On Not Responding to a Tar Baby
Yesterday, I wrote an article that was a response to an attack on me. It was an attack on my views on free trade. In what is quite unique, the author actually said that mercantilism increases national prosperity. Usually, those people who are in fact defending mercantilism will not admit that this is the system they are defending.
I wrote an exposition refuting the piece, but then I called a friend who had interacted with the same individual who would attack me. A couple of years ago, my friend wanted to know whether he should respond to the individual, and I told him that it was probably not a good idea. The individual represents a very tiny screwball movement, and the website is not well known.
Before I began my refutation, I checked the Alexa.com rating. It is 1.5 million. That means it is essentially invisible. If I were to write an article against the essay, it would probably build traffic for the site.
Then there's the question of the tar baby factor. If you get into a debate with the true tar baby, he will eat up your time. You never want to be in a position where the individual says that you are incapable of answering him. On the other hand, when you get involved with the tar baby, he will eat into your time. The fact that anybody with a public reputation responds to him will encourage him to keep responding back. A person who has received no publicity in his whole life, all of a sudden is receiving considerable publicity.
I decided not to respond. The arguments were not that good. I have dealt with similar arguments elsewhere. I figured that my own advice to the other individual was probably good advice. I checked with still another friend, and he told me the same thing. He warned of the tar baby factor.
It is always difficult to know if you should respond publicly to an attack that has been seen by almost nobody. Furthermore, if the website is truly a form of crackpottery, you gain no brownie points with the general public for having refuted one of the representatives.
I do think it is a good idea to respond to anybody who has a decent public reputation. I also think it is fine to go after somebody who has a large following, but who is spouting utter nonsense, and thereby is confusing a large following.
In other words, it is a matter of tactics. Responding to such a website does not prove much of importance as far as the critic's handful of followers are concerned, and the followers of the guru also are immune. This is why it is usually wise not to respond.

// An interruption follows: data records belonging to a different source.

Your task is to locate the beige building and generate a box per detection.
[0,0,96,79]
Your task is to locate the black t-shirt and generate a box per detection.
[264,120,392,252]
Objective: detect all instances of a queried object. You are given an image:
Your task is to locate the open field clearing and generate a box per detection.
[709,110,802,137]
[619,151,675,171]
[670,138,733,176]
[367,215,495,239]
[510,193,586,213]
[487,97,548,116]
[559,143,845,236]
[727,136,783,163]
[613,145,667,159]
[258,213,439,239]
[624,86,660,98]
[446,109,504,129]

A few of a person's followers may have come across a site like this, but unless several of them contact you to tell you that you just have to respond, it is probably not a good idea to respond. The busier you are, the truer this is.
Never assume that the person whose opinions you trust is incapable of responding to a particular critic. Assume that the person whose ideas you trust has a reason for not responding, other than this one: he has not seen the critic's attack.